The logic of Stampede’s court complaint was utterly anti-democratic, arguing that President Donald Trump’s April 28 executive order under the Defense Production Act to require all meat packing and processing facilities to remain in operation during the pandemic supersedes all directives issued by state regulatory agencies.
“The new Stampede closure order puts Stampede Meat in the potential dilemma of having to determine whether it will comply with defendants’ state-issued directive, or whether it should comply with the plain meaning (and superior) order from the president of the United States to comply with federal regulations and stay open, providing critical resources for the nation’s food supply,” the company argued in a court filing. Closure of the Sunland Park plant for two weeks would result in “irreparable harm” and that “millions of pounds of meat would need to be destroyed.”
The executive order itself was the result of intense collaboration with meatpacking industry executives and lobby groups. Before it was issued, Tyson Foods and Smithfield Foods falsely warned of potential shortages in the event of plant closures. According to subsequent press reports, the executive order itself was largely lifted from a draft prepared by the North American Meat Institute, an industry lobby group.

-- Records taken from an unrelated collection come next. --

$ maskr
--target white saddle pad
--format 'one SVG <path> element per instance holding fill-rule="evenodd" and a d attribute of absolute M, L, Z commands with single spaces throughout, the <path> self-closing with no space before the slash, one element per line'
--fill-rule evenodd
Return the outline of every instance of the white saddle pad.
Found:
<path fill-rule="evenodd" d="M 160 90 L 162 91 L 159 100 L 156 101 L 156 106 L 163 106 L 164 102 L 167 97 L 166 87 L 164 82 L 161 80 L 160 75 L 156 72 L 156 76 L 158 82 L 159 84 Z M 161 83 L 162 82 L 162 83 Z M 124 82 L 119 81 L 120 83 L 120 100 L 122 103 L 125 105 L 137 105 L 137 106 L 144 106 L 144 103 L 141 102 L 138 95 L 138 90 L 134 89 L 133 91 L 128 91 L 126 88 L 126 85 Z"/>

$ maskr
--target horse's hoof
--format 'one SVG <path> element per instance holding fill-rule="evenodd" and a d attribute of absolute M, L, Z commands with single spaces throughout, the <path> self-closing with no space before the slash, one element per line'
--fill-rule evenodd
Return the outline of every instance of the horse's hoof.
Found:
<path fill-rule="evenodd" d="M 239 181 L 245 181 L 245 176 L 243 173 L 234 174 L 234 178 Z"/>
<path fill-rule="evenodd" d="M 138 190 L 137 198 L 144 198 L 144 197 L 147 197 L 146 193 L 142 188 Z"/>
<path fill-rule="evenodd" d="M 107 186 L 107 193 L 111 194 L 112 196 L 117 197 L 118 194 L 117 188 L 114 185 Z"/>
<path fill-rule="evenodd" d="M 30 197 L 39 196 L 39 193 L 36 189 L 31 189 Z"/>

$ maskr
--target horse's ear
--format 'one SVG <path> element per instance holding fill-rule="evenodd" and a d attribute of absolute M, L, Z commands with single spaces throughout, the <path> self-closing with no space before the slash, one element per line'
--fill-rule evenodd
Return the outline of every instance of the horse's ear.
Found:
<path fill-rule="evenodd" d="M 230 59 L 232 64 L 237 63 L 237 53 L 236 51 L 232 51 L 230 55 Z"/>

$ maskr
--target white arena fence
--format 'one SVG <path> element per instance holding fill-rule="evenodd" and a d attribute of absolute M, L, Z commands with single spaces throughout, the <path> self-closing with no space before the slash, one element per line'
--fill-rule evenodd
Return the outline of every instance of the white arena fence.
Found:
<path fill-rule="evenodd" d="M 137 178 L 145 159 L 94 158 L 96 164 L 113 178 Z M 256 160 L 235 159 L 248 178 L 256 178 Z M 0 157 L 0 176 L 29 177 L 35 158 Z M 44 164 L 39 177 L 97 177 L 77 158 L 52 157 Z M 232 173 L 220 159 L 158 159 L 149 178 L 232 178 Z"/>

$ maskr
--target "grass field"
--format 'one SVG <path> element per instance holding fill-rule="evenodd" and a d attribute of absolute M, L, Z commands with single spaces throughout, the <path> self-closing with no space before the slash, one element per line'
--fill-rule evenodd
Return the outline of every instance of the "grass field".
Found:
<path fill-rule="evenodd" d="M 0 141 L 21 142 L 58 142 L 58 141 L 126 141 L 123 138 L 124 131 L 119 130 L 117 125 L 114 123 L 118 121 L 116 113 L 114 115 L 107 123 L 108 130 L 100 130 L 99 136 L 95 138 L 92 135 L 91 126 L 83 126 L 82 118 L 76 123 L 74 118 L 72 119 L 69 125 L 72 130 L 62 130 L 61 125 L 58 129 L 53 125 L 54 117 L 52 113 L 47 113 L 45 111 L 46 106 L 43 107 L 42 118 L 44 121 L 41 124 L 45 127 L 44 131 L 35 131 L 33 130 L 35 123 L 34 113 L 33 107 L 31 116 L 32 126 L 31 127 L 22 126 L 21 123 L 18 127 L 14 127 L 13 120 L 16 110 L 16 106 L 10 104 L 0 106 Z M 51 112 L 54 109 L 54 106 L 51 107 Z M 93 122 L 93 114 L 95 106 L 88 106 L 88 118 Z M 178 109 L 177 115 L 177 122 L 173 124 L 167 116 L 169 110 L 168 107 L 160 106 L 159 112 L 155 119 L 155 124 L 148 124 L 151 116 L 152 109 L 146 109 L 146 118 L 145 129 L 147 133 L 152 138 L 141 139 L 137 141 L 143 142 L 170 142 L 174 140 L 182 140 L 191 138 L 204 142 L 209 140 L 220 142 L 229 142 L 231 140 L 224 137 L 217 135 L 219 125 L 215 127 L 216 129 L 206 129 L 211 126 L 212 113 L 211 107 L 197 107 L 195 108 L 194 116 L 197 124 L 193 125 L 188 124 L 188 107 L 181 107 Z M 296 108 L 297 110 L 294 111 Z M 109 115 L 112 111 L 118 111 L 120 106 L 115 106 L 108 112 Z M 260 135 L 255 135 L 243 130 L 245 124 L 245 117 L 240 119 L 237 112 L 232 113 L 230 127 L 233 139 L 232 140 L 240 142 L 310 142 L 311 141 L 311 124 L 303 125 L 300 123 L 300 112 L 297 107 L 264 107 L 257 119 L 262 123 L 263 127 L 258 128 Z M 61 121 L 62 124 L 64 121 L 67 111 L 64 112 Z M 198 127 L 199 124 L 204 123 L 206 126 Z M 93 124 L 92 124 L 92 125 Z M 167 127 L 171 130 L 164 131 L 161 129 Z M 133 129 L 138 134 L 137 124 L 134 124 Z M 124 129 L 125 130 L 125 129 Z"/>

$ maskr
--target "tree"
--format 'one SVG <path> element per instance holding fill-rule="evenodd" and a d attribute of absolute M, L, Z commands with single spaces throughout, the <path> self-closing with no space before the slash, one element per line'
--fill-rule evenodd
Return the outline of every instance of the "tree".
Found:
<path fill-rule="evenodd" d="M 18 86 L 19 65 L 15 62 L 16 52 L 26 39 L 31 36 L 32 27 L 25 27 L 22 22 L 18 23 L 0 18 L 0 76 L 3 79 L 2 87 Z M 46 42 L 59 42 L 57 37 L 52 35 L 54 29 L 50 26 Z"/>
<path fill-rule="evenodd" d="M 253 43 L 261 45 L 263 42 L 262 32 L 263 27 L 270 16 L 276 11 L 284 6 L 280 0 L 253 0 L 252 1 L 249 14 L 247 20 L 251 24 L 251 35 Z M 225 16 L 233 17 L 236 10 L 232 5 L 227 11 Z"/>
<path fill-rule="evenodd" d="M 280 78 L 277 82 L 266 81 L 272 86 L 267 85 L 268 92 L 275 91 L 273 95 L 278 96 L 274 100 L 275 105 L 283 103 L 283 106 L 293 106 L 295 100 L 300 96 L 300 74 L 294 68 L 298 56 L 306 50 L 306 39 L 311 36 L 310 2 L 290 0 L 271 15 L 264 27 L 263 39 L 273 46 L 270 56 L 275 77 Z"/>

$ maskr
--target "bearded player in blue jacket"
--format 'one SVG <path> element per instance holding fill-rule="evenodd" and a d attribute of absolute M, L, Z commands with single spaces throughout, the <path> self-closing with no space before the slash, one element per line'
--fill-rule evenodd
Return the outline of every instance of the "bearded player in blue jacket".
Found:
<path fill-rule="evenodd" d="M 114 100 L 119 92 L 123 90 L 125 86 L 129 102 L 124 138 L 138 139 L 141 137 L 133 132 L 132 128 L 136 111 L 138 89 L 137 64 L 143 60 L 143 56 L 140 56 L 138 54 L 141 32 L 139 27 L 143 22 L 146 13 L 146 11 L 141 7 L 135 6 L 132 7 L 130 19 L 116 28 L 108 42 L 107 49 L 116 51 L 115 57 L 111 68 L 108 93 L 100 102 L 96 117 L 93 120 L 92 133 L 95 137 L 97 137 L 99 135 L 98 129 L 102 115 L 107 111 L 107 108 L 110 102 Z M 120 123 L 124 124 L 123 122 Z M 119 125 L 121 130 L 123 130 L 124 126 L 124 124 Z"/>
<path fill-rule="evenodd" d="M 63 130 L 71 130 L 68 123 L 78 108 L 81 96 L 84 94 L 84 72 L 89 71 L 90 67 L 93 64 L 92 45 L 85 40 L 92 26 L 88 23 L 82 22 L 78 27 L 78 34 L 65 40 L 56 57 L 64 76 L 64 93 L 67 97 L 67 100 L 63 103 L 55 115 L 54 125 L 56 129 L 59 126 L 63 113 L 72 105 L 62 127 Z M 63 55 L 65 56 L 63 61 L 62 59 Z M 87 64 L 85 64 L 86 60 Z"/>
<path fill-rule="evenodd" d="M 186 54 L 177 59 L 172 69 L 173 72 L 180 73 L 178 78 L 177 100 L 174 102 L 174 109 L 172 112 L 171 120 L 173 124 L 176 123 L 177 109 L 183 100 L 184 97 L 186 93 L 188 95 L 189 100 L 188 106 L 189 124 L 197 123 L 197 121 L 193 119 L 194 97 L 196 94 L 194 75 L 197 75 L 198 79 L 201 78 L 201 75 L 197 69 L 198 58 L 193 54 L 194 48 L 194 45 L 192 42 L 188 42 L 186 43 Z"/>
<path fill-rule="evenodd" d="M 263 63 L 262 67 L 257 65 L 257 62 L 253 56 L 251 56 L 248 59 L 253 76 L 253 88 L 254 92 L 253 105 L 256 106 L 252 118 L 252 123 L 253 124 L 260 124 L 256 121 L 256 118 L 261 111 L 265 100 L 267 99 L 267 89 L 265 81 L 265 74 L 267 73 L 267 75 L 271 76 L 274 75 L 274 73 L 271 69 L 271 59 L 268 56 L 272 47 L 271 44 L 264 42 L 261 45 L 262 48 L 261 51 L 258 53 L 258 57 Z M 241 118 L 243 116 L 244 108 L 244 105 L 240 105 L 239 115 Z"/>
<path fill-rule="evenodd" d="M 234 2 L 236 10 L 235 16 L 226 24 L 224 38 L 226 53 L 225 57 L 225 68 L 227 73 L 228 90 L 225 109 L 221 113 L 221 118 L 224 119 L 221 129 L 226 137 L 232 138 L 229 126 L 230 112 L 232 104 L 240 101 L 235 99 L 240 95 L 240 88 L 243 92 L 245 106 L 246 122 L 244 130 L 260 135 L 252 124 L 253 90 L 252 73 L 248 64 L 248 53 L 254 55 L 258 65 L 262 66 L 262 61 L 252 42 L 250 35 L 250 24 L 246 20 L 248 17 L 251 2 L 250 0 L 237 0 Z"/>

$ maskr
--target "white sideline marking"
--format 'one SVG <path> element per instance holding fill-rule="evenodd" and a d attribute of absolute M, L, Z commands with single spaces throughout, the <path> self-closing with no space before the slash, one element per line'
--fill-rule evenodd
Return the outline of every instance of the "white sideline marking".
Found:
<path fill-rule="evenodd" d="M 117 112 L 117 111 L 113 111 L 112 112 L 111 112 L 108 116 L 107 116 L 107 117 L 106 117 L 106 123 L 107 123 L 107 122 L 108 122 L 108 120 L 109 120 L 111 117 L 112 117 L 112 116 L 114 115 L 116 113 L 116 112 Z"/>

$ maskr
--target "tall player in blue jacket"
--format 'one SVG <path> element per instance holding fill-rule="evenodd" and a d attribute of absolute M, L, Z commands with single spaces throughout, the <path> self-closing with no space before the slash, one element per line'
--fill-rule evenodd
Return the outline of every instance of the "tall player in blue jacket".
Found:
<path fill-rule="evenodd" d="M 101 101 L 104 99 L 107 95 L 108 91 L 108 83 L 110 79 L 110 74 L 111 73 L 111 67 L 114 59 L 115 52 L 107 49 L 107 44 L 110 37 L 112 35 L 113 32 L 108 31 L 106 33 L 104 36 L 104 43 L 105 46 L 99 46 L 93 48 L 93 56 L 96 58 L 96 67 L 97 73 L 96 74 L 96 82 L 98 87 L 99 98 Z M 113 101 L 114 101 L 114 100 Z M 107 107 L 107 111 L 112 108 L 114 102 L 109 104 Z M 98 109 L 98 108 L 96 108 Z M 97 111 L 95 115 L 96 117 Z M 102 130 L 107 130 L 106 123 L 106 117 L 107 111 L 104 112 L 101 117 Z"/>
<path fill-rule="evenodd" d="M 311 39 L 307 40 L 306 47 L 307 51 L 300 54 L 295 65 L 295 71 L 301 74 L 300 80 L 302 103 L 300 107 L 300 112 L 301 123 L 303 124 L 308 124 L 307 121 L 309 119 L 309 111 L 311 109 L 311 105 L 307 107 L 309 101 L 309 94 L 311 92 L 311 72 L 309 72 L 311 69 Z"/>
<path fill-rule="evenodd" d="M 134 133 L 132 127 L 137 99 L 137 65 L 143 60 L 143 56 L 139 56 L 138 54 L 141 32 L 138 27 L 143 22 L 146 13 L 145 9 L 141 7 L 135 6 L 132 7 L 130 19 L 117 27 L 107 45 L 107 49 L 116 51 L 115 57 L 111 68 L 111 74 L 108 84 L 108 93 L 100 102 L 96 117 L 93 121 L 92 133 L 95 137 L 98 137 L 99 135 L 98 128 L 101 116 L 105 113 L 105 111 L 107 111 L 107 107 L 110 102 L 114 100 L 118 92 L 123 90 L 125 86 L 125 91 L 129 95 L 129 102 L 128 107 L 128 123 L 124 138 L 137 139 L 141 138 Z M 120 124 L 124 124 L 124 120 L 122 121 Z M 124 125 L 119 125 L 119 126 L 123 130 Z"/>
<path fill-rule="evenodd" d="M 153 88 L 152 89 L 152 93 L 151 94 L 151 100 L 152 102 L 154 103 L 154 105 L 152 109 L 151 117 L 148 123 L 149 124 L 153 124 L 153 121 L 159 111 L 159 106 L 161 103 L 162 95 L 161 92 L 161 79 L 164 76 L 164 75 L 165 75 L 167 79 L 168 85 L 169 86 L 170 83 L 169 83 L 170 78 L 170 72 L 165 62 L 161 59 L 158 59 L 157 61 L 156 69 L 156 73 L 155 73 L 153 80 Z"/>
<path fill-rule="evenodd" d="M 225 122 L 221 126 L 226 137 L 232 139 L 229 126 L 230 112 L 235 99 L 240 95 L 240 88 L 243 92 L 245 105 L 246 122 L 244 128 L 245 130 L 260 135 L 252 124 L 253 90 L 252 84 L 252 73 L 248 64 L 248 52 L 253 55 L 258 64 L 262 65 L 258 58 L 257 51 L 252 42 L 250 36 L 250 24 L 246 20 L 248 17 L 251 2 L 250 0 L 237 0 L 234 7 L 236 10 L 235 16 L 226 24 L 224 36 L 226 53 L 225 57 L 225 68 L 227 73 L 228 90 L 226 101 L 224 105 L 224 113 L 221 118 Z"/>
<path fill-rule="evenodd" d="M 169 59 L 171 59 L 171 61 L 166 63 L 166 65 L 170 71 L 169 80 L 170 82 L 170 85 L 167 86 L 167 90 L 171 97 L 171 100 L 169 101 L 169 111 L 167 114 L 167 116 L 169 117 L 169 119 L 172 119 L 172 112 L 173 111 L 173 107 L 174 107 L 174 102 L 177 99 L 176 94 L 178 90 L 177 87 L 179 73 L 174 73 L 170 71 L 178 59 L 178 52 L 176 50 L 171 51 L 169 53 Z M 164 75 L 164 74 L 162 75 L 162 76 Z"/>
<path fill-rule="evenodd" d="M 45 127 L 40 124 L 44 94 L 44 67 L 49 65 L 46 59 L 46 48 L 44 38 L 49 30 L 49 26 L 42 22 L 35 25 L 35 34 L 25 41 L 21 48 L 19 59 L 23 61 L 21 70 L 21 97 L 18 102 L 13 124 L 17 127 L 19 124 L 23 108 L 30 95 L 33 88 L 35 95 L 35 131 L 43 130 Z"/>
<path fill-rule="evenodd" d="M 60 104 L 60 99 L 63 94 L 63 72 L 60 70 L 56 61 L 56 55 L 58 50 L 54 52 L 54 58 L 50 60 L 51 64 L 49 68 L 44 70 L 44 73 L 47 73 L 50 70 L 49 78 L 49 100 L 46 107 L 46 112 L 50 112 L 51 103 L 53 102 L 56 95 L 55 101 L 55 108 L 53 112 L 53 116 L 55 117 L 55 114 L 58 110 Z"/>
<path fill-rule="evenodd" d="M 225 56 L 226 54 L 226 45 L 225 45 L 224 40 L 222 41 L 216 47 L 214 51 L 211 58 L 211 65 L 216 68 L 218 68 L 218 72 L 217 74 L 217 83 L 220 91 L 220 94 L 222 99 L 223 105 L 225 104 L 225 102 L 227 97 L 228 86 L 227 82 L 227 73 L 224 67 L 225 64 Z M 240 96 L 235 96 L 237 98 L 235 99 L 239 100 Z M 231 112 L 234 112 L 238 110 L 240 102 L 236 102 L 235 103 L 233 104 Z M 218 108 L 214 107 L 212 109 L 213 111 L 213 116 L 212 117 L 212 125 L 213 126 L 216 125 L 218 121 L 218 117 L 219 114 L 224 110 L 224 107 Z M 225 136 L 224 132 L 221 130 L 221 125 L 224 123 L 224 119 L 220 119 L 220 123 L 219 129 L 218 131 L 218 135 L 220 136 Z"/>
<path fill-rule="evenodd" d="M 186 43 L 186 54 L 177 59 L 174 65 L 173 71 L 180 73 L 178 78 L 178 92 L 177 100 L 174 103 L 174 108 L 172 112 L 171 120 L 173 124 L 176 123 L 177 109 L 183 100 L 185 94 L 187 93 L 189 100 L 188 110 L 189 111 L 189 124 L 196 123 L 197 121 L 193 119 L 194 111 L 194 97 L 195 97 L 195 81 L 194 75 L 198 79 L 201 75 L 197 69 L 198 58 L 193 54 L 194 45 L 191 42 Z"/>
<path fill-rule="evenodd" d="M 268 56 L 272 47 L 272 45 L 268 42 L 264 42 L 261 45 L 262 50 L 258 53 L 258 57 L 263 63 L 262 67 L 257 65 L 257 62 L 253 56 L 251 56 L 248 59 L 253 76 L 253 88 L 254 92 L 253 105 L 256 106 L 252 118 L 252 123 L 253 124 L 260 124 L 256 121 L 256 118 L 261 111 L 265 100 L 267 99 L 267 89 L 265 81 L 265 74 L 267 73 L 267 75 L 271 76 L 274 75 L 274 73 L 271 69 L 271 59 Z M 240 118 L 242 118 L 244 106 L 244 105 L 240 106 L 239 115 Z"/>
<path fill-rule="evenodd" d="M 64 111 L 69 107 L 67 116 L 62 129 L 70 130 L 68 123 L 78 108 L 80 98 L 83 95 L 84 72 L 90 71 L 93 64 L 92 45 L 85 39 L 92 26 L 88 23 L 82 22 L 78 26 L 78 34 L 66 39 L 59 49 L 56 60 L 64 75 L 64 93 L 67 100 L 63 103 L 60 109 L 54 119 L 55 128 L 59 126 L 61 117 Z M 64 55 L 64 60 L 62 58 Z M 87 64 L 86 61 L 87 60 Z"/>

Threatening economic and social blackmail, the company further argued that “Stampede Meat’s loss of business will force it to reduce its workforce and reduce employment opportunities for the surrounding community.” It added: “Allowing the Department of Health to ignore the President’s Executive Order and close Stampede Meat and other meat and poultry processing companies will lead to similar food shortages and rationing.”
The company dismissed the notion that the facility was a public health risk on the spurious grounds that “Stampede Meat is a private facility, closed to the public, and enforces strict distancing, personal protective equipment, and other measures to maximize safety.” In reality, roughly 20 percent of its workforce has been infected.
Throughout the pandemic, meatpacking plants have served as major transmission vectors for the spread of the virus into broader communities. Over the spring and summer, some of the highest per-capita infection rates were in rural areas such as Dougherty County, Georgia that host large meat processing plants. The response of federal and state governments has been to collaborate with companies to cover up the spread and effectively immunize them from any consequences. As of last month, OSHA issued citations to only 30 employers out of a total of 9,000 complaints. According to the Food and Environment Reporting Network (FERN), more than 48,000 meatpacking employees have tested positive for COVID-19 and 245 have died.